Nas reuniões de família eu subia na mesa e começava a dançar e se eu não conseguisse chamar a atenção das pessoas desse jeito, então, começava a gritar.

Quando eu era pequena minha avó implorava para que eu não saísse com os garotos, para eu amar Jesus e ser uma boa menina. Eu cresci com duas imagens de mulher: A Virgem e a vadia.

Se a gente não tinha lição de casa ele achava alguma coisa para nós fazermos pela casa – ele era bem categórico no sentido de sermos produtivos.
Meu pai veio de uma família muito pobre, os pais dele eram imigrantes italianos, ele era o caçula de seis garotos e foi o único que fez faculdade, então era muito importante para ele que a gente aproveitasse as oportunidade de estudo. Eu rejeitei uma bolsa de estudos da University of Michigan e quando contei a ele que eu não queria ir para a faculdade e sim para Nova Iorque e ser uma dançarina, isso não fez o mínimo sentido para ele. Porque pra ele, dançar era como um passatempo e não um trabalho.
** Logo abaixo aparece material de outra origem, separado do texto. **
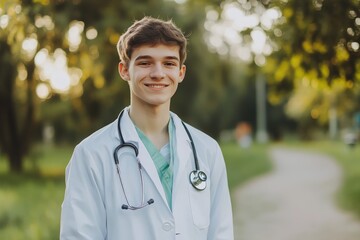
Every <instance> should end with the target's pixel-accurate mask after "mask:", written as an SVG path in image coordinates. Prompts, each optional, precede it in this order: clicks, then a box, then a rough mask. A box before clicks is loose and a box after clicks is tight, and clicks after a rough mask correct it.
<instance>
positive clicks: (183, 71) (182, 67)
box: [179, 65, 186, 83]
mask: <svg viewBox="0 0 360 240" xmlns="http://www.w3.org/2000/svg"><path fill="white" fill-rule="evenodd" d="M185 73H186V66H185V65H182V66H181V68H180V71H179V83H181V82H182V81H183V80H184V78H185Z"/></svg>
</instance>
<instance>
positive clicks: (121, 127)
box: [60, 17, 233, 240]
mask: <svg viewBox="0 0 360 240" xmlns="http://www.w3.org/2000/svg"><path fill="white" fill-rule="evenodd" d="M118 52H119V55H120V63H119V67H118V68H119V73H120V76H121V78H122V79H123V80H125V81H127V82H128V84H129V88H130V95H131V104H130V106H129V107H126V108H125V109H123V110H122V111H121V113H120V114H119V117H118V119H117V120H116V121H114V122H113V123H111V124H109V125H108V126H106V127H104V128H102V129H100V130H98V131H97V132H95V133H94V134H92V135H91V136H90V137H88V138H86V139H85V140H83V141H82V142H81V143H80V144H79V145H78V146H76V148H75V150H74V153H73V156H72V158H71V160H70V162H69V164H68V166H67V169H66V191H65V198H64V202H63V204H62V214H61V231H60V239H62V240H70V239H76V240H81V239H95V240H104V239H107V240H145V239H146V240H148V239H149V240H170V239H174V240H180V239H181V240H194V239H196V240H210V239H213V240H232V239H233V223H232V211H231V202H230V196H229V190H228V185H227V175H226V169H225V163H224V159H223V156H222V153H221V150H220V147H219V145H218V144H217V142H216V141H215V140H213V139H212V138H210V137H209V136H208V135H206V134H204V133H202V132H200V131H199V130H197V129H195V128H193V127H191V126H190V125H187V124H185V123H183V122H182V121H181V119H180V118H179V117H178V116H177V115H175V114H174V113H172V112H170V101H171V98H172V96H173V95H174V94H175V92H176V89H177V87H178V84H179V83H181V82H182V81H183V79H184V76H185V71H186V67H185V65H184V61H185V58H186V38H185V37H184V35H183V34H182V32H181V31H180V30H179V29H178V28H177V27H176V26H175V25H174V24H173V23H172V22H171V21H162V20H159V19H154V18H151V17H144V18H143V19H141V20H140V21H136V22H135V23H134V24H133V25H132V26H130V28H129V29H128V30H127V32H125V33H124V34H123V35H122V36H121V37H120V40H119V43H118Z"/></svg>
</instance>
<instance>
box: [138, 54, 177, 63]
mask: <svg viewBox="0 0 360 240" xmlns="http://www.w3.org/2000/svg"><path fill="white" fill-rule="evenodd" d="M152 58H153V57H152V56H150V55H140V56H138V57H136V58H135V61H138V60H142V59H152ZM164 58H165V59H167V60H176V61H179V62H180V59H179V58H178V57H176V56H165V57H164Z"/></svg>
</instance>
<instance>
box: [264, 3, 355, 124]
mask: <svg viewBox="0 0 360 240" xmlns="http://www.w3.org/2000/svg"><path fill="white" fill-rule="evenodd" d="M270 6H272V7H277V8H279V9H280V10H281V12H282V17H281V18H280V21H279V24H278V25H277V28H276V29H274V31H273V32H272V33H271V35H272V36H273V37H274V39H276V42H277V44H278V46H279V51H277V52H276V53H275V54H273V56H272V57H271V60H270V61H269V62H270V63H269V65H268V66H267V72H268V73H269V76H271V77H270V78H269V79H270V81H269V85H270V95H269V98H270V99H272V100H274V101H273V103H276V101H277V100H279V99H280V98H279V96H283V97H285V99H289V103H288V106H287V112H288V114H289V115H290V116H292V117H293V118H295V119H297V120H299V121H302V122H304V123H305V122H306V121H307V122H309V123H311V122H312V123H313V122H314V121H313V120H316V121H317V122H318V123H320V124H321V125H327V124H328V122H329V110H330V109H334V110H335V109H336V110H337V112H338V115H339V116H346V115H347V114H348V113H351V112H353V111H355V110H356V109H358V108H359V107H360V105H359V104H358V103H357V104H356V100H355V99H356V98H357V97H356V96H359V93H360V92H359V85H360V76H359V74H358V72H359V70H360V58H359V57H360V47H359V39H360V2H359V1H357V0H345V1H294V0H291V1H286V2H284V1H271V2H270ZM275 35H277V36H275ZM276 96H277V97H276ZM351 102H352V103H351ZM348 103H351V104H348ZM294 109H297V110H296V111H294ZM311 119H312V120H311Z"/></svg>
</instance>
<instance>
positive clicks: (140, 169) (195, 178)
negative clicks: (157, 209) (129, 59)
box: [114, 110, 207, 210]
mask: <svg viewBox="0 0 360 240" xmlns="http://www.w3.org/2000/svg"><path fill="white" fill-rule="evenodd" d="M123 113H124V110H122V111H121V113H120V114H119V117H118V121H117V127H118V134H119V138H120V144H119V145H118V146H117V147H116V148H115V150H114V160H115V165H116V170H117V174H118V176H119V180H120V184H121V189H122V191H123V193H124V196H125V201H126V204H123V205H122V206H121V208H122V209H124V210H127V209H129V210H137V209H141V208H143V207H146V206H148V205H150V204H153V203H154V199H152V198H150V199H149V200H148V201H146V202H145V191H144V180H143V176H142V172H141V170H142V168H143V167H142V164H141V163H140V160H139V158H138V155H139V149H138V147H137V146H136V145H135V144H133V143H131V142H125V141H124V137H123V135H122V133H121V127H120V121H121V117H122V115H123ZM182 124H183V126H184V128H185V131H186V133H187V135H188V137H189V139H190V143H191V148H192V152H193V156H194V163H195V170H193V171H191V172H190V174H189V179H190V183H191V185H192V186H193V187H194V188H195V189H196V190H198V191H202V190H204V189H205V188H206V179H207V176H206V173H205V172H203V171H201V170H200V167H199V160H198V158H197V154H196V148H195V144H194V141H193V139H192V137H191V134H190V132H189V129H188V128H187V127H186V125H185V123H184V122H182ZM124 147H130V148H132V149H133V150H134V152H135V158H136V161H137V164H138V166H139V175H140V182H141V192H142V197H141V199H142V200H141V204H140V205H137V206H136V205H131V204H130V203H129V200H128V198H127V195H126V192H125V188H124V184H123V181H122V179H121V174H120V167H119V158H118V151H119V150H120V149H121V148H124Z"/></svg>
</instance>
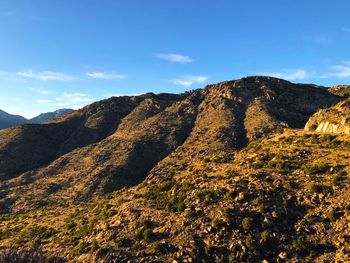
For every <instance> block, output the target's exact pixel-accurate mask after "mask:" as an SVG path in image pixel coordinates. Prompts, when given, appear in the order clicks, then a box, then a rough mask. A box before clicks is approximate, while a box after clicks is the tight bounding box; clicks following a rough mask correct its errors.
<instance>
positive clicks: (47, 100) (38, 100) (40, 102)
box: [36, 99, 53, 104]
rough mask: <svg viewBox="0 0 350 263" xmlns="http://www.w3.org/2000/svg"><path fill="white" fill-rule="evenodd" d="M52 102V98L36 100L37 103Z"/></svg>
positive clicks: (40, 103)
mask: <svg viewBox="0 0 350 263" xmlns="http://www.w3.org/2000/svg"><path fill="white" fill-rule="evenodd" d="M52 102H53V101H52V100H46V99H41V100H37V101H36V103H38V104H50V103H52Z"/></svg>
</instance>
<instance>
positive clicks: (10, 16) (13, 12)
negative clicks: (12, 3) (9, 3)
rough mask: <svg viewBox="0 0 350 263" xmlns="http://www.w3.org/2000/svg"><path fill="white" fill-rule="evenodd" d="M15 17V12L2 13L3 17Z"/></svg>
mask: <svg viewBox="0 0 350 263" xmlns="http://www.w3.org/2000/svg"><path fill="white" fill-rule="evenodd" d="M13 15H14V12H11V11H4V12H0V16H1V17H11V16H13Z"/></svg>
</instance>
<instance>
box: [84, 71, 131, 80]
mask: <svg viewBox="0 0 350 263" xmlns="http://www.w3.org/2000/svg"><path fill="white" fill-rule="evenodd" d="M86 76H88V77H89V78H93V79H104V80H119V79H125V78H126V77H125V76H124V75H122V74H113V73H107V72H87V73H86Z"/></svg>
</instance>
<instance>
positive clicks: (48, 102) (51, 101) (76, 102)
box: [36, 93, 94, 109]
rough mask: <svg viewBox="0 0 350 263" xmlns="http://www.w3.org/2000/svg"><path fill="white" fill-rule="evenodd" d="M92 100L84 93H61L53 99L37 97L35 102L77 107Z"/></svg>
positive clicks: (50, 104)
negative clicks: (47, 98) (41, 98)
mask: <svg viewBox="0 0 350 263" xmlns="http://www.w3.org/2000/svg"><path fill="white" fill-rule="evenodd" d="M93 101H94V99H92V98H89V97H88V95H87V94H84V93H63V94H62V95H61V96H60V97H57V98H55V99H39V100H37V101H36V103H37V104H40V105H47V106H50V107H54V108H71V109H79V108H82V107H83V106H85V105H87V104H90V103H92V102H93Z"/></svg>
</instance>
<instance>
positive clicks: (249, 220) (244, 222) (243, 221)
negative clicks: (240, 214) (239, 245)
mask: <svg viewBox="0 0 350 263" xmlns="http://www.w3.org/2000/svg"><path fill="white" fill-rule="evenodd" d="M252 225H253V219H252V218H250V217H245V218H243V220H242V227H243V229H244V230H249V229H250V228H251V227H252Z"/></svg>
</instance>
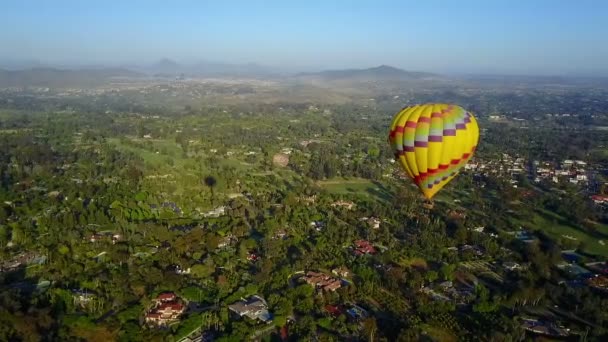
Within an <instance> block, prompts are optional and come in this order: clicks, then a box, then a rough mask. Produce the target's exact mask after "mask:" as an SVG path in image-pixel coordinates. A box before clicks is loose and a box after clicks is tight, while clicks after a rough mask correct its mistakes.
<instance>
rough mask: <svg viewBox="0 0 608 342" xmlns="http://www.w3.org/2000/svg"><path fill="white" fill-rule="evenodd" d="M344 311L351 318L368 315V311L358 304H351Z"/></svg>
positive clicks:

O meu pai era bem severo e disciplinador – todas as manhãs nós tínhamos que ir à igreja antes de ir à escola. Logo que chegávamos em casa, a gente trocava de roupa, fazíamos as tarefas e a lição de casa e jantávamos. Eu não podia nem assistir televisão até tarde quando era adolescente. Nosso pai não gostava que a gente ficasse de bobeira.

Eu definitivamente realizava minhas fantasias brincando com minhas Barbies. Eu as vestia com sarongues, mini saias, essas coisas. Elas eram sexy e transavam o tempo todo. Eu esfregava muito elas no Ken. E elas eram umas vadias, cara. A Barbie era malvada.

Eu estudei piano por um ano mas resolvi parar, na verdade, meu professor me fez parar pois eu nunca aparecia nas aulas, eu me escondia em uma valeta.

Os homens da minha vida me preferem magra.
Obs.: Madonna, cantora, admitindo que gostaria de ganhar alguns quilos.

Eu sou aquela que disciplina, enquanto o Guy mima. Eu cuido das idas aos médicos, lição de casa… ele é o bom policial, eu sou a má policial.